2015
_TECHNOLOGY Computer Science

_Dusting for Cyber Prints

Computer scientists are using coding style to identify anonymous cybercriminals.

_Aylin Caliskan-Islam

Caliskan-Islam is a PhD candidate in the Privacy, Security and Automation Lab whose research interests range from privacy analytics for the end user to source code authorship attribution and underground forum analysis.

A team of computer scientists led by researchers from Drexel University’s College of Computing & Informatics has devised a way to lift the veil of anonymity protecting cybercriminals by turning their malicious code against them.

Their method uses a parsing program to break down lines of code, like an English teacher diagramming a sentence, and then another program captures distinctive patterns that can be used to identify its author.
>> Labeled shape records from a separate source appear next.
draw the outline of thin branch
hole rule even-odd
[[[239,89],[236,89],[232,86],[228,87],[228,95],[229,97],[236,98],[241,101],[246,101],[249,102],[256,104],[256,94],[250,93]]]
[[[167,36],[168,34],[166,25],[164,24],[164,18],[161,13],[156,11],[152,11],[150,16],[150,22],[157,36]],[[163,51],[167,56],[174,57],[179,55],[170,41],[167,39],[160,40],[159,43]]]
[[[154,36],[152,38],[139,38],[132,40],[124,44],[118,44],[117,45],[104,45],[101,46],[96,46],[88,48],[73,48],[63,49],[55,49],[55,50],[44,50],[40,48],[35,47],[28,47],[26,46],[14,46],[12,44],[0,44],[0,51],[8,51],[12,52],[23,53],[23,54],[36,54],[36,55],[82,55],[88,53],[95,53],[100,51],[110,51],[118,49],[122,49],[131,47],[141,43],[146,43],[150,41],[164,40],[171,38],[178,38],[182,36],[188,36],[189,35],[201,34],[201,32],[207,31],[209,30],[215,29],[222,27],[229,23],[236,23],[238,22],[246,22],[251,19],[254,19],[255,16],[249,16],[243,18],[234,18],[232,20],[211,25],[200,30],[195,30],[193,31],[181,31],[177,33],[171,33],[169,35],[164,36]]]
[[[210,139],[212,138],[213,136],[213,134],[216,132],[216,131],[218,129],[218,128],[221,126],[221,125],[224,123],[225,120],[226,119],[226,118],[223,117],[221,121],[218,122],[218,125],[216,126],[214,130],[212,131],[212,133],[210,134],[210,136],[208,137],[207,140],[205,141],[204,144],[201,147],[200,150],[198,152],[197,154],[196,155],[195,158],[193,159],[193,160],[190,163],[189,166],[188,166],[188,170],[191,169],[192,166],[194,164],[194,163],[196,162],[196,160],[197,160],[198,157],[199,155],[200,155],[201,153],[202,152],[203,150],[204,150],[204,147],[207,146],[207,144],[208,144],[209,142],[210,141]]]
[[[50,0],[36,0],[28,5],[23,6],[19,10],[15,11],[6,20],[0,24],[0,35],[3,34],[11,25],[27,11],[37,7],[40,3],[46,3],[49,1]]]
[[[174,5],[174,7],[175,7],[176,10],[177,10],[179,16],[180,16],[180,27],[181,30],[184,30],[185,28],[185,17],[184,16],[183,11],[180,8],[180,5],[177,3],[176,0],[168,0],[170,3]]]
“Just like writers and artists, every coder has a unique style all their own,” says Aylin Caliskan-Islam, a doctoral student at Drexel who developed the system and is the lead author of a paper on the topic. “Our process distills the most important characteristics of a programmer’s style — which is the first step toward identifying anonymous authors, tracking cybercriminals and settling intellectual property questions.”

Red_Handed

The team was able to use their method to pair computer code and its author with 98 percent accuracy — marks nearly as high as modern
fingerprint analysis.

Caliskan-Islam drew on contributions from Princeton University, the University of Maryland, the University of Gottingen in Germany, and the Army Research Laboratory to produce a digital analytics system that could become a kit for electronically “fingerprinting” cybercriminals.

Caliskan-Islam’s team tested their theory using acquired volumes of code — the collective work of 250 contestants who solved coding challenges as part of “Google Code Jam” competitions from 2008–2014. This sample yielded 20,000 distinct coding features and Caliskan-Islam’s program narrowed that list down to the most relevant 137, which were used as the data points for generating digital fingerprints for the authors.

When the team put together a lineup of anonymous author “suspects” to see if the program could successfully match them to some of their code, it was able to pair the code and its author with 98 percent accuracy — marks nearly as high as modern fingerprint analysis techniques.